Wednesday, September 21, 2022

Week 1-2 Recap

Howdy folks!

We're back again here at Recap HQ with another season of half-assed reporting and C+ jokes.

Soo we are officially off and running on Football season, and I am reminded why I get sucked into this stuff every year.  For all the mediocre games, player disappointments, freak injuries, racist owners, false hope, and crushing defeats, this game still produces just enough "holy shit" moments to make all the negative stuff worth it.  Like Steve reaching down a girl's pants in Bangkok, ya just never quite know what you're going to get.

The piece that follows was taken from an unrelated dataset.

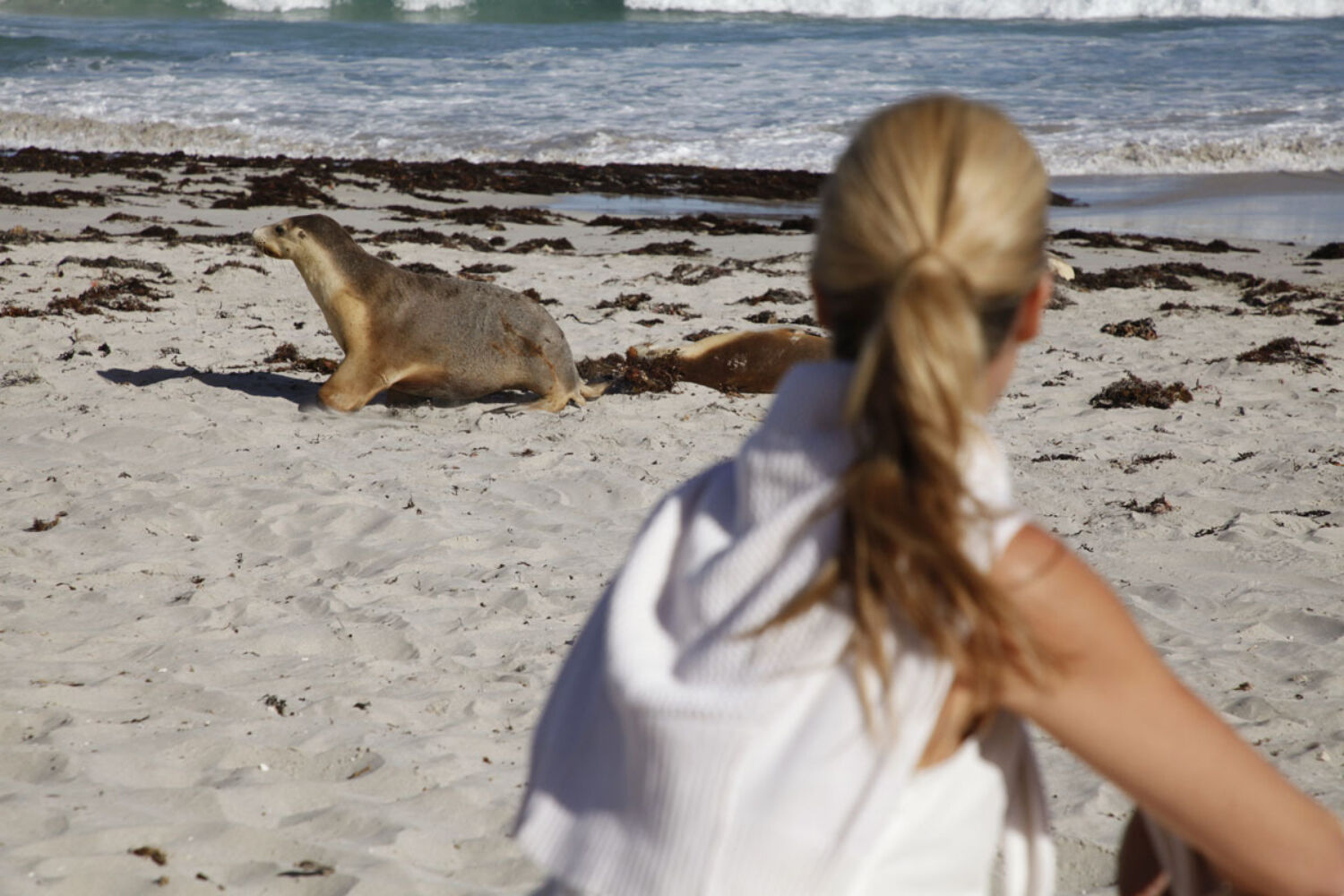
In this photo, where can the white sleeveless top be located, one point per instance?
(680, 754)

My favorite two stats from the Dolphins 42-38 comeback over the Ravens:
  • Teams leading by 21 or more in the fourth quarter had won 711 consecutive games.
  • No quarterback has thrown for four touchdowns in the fourth quarter in 15 years. The last guy to do it was Sage Rosenfels.
I think that says it all.

Some observations from around the league with two weeks under our ever expanding belts:
  • Damn Maine and MFrank!...leave some points for the rest of us.  These guys are taking a page from the Bills playbook and - like Travis's mom at Churchill Downs chasing a honey hay bale - just smoking everyone right out the gate.  And yes, I'm saying that Travis's mom is a horse.
  • Mike Frank, in particular, absolutely destroyed Robby's will to live in Week 2 after putting up a near-record 189 frickin' points.  To be clear for those in the back, Mike Frank WON (97) by more points than Robby scored (92).  Sheesh.
  • My team is 1-1 and Buck Average.  I suspect there might be some sort of body swap movie thing going on with me and Mike Frank. I'm also more top heavy than a Canadian Stripper.  More to come on this...
  • BUT I'm not the only Cole with an Average team. Michael Cole, that long-haired Richard Lewis-looking motherfucker, is also 1-1 after eking out a win over Thong in week 2.  He's loving Mahomes, but unfortunately has 2 members of the Steelers offensive "offense" in his starting lineup.  So it's a mixed bag.
  • Speaking of Thong....woof!  The season is barely underway and he's already Auction Bitch for next year.  C'mon Thong - give someone else a chance to type poorly into a google spreadsheet!!  
  • The year may change, but the result stays the same.  In Week 2's rematch of last season's championship game, Falafel beat his Sausage yet again.  Yada yada masturbation joke yada yada..  Falafel's Lions also beat the Thong's Commanders this week, which means absolutely nothing.
  • Speaking of meaningless, Steve's Giants are somehow 2-0!  I have no idea what to make of that.  At least Steve is 0-2 in our league and the Gators can barely beat South Florida, so the world still somehow makes sense.
  • In other Rappaport news, here was his last week:
    • Sept 16 - Get Drunk, cut Tony Pollard for a Kicker
    • Sept 17-19 - Vow to be more responsible
    • Sept 20 - Get Drunk, bid $75 for Tony Pollard
  • Mazzle got his ass kicked by Maine to fall to 1-1 on the year.  I'm calling it now...Mazzle will finish 5-10 and in ninth place.  Mark it down.

That's all I got for now.  More shenanigans as events warrant.